We know just a few artists who built their own monument and museum in their lifetime, but Jenő Bory belongs to them.
The story of the castle started in 1912 when Jenő Bory bought the one acre land in Maria Valley near Székesfehérvár. It only had a little wine cellar and they spent their summer holidays there. He decided to build the castle after the project of the Church of Francis Ferdinand and the Sophia Home in Sarajevo failed due to World War I. He considered the castle his own work of art, a statue, rather than just a building. It had no plans, he just extended it year by year. This oversized home with its numerous decorations is a special example of Hungarian symbolic architecture. Even its layout is emblematical as its two centres, the Chapel and the Studio Gallery, symbolize two cardinal elements of Jenő Bory’s life. Several hundred statues which were made with the most diverse techniques can be seen in the castle. Paintings cover the walls, there are mosaics inside and outside of the building, glass paintings and fountains appear in the most unpredictable places.

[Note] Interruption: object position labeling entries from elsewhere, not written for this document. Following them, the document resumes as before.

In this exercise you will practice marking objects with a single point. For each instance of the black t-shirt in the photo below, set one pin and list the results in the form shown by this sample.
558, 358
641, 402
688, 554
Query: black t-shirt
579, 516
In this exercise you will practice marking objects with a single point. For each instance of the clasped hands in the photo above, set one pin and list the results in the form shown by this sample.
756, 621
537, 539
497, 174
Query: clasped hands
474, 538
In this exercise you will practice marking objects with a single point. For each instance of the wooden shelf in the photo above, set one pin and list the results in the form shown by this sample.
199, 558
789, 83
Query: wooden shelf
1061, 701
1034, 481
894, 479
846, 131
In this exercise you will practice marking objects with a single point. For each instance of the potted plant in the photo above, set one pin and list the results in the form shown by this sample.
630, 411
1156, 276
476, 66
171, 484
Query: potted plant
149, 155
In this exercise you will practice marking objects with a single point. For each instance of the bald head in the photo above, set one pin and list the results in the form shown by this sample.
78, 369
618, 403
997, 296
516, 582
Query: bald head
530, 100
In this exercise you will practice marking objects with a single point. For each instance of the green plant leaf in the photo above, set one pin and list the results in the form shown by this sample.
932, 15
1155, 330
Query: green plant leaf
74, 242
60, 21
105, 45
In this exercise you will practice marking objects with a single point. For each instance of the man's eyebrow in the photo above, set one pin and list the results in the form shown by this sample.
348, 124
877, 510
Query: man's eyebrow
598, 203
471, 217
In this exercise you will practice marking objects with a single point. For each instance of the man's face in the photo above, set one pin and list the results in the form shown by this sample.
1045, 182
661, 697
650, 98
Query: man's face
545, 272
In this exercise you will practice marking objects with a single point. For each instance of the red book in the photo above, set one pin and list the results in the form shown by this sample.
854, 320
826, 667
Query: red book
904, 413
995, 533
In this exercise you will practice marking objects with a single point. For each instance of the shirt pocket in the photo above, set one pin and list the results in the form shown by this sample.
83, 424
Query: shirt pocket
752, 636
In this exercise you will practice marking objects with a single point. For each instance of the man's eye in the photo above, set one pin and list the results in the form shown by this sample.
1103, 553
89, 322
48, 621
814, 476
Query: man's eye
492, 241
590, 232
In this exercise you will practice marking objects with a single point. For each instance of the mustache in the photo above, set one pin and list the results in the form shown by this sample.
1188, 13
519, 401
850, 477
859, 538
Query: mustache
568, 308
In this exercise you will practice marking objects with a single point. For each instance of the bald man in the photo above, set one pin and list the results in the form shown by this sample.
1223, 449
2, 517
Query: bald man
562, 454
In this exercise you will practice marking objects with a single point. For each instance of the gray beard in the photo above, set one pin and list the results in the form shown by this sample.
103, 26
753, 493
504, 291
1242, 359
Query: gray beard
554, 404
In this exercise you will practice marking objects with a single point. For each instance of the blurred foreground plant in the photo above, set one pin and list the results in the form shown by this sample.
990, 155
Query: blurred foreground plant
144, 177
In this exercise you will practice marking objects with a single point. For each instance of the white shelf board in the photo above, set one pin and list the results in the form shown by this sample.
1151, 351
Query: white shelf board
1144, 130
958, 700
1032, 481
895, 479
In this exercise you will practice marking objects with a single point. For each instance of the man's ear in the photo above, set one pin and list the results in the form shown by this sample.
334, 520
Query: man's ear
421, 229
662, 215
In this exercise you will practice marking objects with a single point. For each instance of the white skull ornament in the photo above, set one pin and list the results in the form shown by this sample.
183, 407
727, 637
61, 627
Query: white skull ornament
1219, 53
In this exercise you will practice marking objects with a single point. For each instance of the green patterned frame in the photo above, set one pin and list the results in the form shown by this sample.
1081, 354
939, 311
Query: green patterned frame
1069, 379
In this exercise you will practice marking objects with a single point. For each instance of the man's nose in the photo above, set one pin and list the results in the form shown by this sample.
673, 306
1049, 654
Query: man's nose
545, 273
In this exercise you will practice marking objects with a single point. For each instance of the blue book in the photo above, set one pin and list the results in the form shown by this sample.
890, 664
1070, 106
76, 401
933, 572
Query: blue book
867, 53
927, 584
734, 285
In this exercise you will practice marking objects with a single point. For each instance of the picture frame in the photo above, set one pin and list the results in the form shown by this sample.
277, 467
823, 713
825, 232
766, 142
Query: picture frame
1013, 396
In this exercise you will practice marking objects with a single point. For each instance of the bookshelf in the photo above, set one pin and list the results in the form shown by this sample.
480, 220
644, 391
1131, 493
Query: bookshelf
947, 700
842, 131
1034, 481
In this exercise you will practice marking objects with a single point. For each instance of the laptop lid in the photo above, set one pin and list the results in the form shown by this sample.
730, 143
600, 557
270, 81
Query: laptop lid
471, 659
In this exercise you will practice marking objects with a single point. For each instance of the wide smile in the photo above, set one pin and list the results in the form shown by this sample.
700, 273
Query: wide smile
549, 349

The building wasn’t planned at a table but on the location. Bory was the architect, the project supervisor, the foreman and also the mason. He was building, developing and decorating this wonderful work of art since 1923 with the help of just a few helpers. From its dungeon up to the towers, the castle is 30 m high. It has seven towers, thirty rooms in different sizes including three studios, and there are statues, paintings, antiquities and works of art all over the castle. Heroes, kings and bards of Hungarian history, from Álmos to Sebestyén Tinódi Lantos, stand in the corridors of the Court of the Hundred Columns.